Sometime after the establishment of the Makassar camp, the Makassar prince, goaded by a prince of Champa and supported by some Malays, plotted to overthrow King Narai. The motive behind this plot is unclear, with European accounts only offering speculations such as to install a ruler that will cater to the interests of Muslim factions in the region. Narai's court maintained relations with multiple foreign powers, each of which competed for political favor with the king. Despite the Makassar prince receiving generous treatment along with other Muslim factions in Ayutthaya (which include the Chams, Malays, and others), their influence had declined and far eclipsed by Europeans at the time, which may provide an impetus to stage the plot.

==Events==
The initial plan of the conspirators was to plunder the royal palace of Ayutthaya while the King was staying at his Lopburi palace. However, the plot was uncovered when another Champa prince, a palace officer and brother to one of the conspirators, refused to participate in their upheaval and instead informed Narai's Greek minister Constantine Phaulkon, who alerted the king of the plot in August 1686. As the plot began to unravel, the Malays backed out and distanced themselves from the Makassarese. King Narai took the precautionary measure of increasing security around Ayutthaya and the plunder did not occur. Narai then summoned the Makassar prince, allowing the prince a chance to account for himself and resolving the matter peacefully. But the prince refused to make an appearance and entrenched himself in the Makassar camp with his followers. La Mare's account noted that intermediaries were sent to the Makassar camp multiple times to negotiate with the prince, but the prince kept making excuses to avoid Narai's summons and at one point feigned illness. Narai, who was initially lenient, became increasingly angered with the prince's apparent insolence. At around the same time, a Makassarese galley sailing away from Ayutthaya was stopped at Bangkok by Siamese authorities overseen by Claude de Forbin. The crew was suspected to be implicated with the plot and they were uncooperative with the inspecting authorities. A bloody fight ensued where both Makassarese and Siamese suffered casualties.

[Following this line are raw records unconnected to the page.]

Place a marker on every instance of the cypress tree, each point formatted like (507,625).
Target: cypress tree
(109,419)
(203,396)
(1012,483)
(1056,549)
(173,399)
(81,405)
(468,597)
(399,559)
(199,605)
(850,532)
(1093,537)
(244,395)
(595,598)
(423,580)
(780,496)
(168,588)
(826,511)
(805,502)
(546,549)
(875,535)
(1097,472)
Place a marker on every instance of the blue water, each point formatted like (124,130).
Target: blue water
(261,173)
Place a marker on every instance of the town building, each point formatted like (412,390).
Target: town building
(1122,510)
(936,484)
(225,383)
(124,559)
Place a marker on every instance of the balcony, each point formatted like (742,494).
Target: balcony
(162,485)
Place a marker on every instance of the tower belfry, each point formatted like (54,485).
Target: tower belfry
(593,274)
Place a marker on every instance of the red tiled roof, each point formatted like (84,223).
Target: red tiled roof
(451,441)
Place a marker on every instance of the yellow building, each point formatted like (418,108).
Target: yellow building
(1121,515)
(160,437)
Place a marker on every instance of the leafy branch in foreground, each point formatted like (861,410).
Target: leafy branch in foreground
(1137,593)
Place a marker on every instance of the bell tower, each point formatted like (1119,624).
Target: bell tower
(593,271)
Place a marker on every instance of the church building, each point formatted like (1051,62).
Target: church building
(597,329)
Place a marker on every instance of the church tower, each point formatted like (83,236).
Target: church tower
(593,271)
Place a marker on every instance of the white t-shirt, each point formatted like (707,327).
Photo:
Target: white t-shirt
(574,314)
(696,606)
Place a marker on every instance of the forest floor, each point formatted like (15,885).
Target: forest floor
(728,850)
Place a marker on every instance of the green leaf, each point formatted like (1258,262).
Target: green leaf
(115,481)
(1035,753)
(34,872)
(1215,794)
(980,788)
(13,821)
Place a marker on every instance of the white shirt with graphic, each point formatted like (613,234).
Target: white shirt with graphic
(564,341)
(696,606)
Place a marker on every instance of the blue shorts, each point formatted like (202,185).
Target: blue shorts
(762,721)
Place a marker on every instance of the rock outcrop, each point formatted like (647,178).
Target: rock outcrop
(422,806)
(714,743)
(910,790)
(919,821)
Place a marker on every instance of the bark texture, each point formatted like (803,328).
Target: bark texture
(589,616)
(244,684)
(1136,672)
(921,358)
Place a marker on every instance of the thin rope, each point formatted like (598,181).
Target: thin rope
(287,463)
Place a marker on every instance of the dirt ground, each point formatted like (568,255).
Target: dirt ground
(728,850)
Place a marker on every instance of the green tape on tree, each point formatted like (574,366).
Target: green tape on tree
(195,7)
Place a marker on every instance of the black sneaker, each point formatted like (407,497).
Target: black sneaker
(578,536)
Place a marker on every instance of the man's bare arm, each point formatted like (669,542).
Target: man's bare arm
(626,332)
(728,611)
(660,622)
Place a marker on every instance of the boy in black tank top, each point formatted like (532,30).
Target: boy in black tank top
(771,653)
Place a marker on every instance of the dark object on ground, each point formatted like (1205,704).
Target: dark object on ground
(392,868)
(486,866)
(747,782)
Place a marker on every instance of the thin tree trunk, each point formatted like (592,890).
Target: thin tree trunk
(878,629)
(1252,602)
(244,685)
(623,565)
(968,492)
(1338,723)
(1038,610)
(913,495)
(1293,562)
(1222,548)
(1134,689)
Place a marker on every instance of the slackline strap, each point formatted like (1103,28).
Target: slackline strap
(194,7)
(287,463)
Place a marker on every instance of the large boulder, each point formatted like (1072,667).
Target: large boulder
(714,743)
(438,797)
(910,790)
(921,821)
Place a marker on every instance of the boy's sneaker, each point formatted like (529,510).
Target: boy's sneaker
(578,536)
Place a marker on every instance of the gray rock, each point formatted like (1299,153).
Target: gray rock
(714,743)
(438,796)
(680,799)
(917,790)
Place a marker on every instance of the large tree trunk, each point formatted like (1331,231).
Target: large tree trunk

After negotiation attempts failed, the Siamese force with English and French allies staged an assault on the Makassar camp of Ayutthaya. The Makassarese managed to kill several commanders during the assault, including Ok-luang Mahamontri from the Siamese force and John Coates along with Henry Udall from the English force, but they were outnumbered and completely surrounded. On 24th September 1686, with Phaulkon present on the battlefield, the Makassar prince was killed. Accounts disagree on who dealt the killing blow. (Note: La Mare wrote that a Frenchman shot the prince dead, Samuel White wrote that the prince was killed by the head of Phaulkon's lifeguard. Other accounts did not identify the prince's killer.) Eventually all remaining Makassarese combatants were killed or taken prisoner. Phaulkon proceeded to King Narai with reports of the combat, and the king was satisfied with the conclusion.

==Aftermath==
Several accounts noted that Daeng Mangalle left behind two sons, Daeng Ruru and Daeng Tulolo, who were taken into custody shortly after their father was killed in action. They were sent to France, enrolled in Lycée Louis-le-Grand, and later baptized under the name Louis-Pierre Daén Rourou de Macassar and Louis-Dauphin Daén Toulolo de Macassar. Many of the remaining Makassarese in Ayutthaya fled south to Bangkok, and settled near a French fort which gave them protection. Later during the reign of King Chulalongkorn, South Sulawesi Muslims who fled the Dutch military expeditions of 1905 were permitted to settle in the area. The area is still known today as มักกะสัน Makkasan (Thai-fied form of "Makassar"), a khwaeng (sub-district) within the Ratchathewi district of Bangkok. Some elders of Makkasan today claim to be descendants of both the 17th century Makassar immigrants and later 1905 immigrants.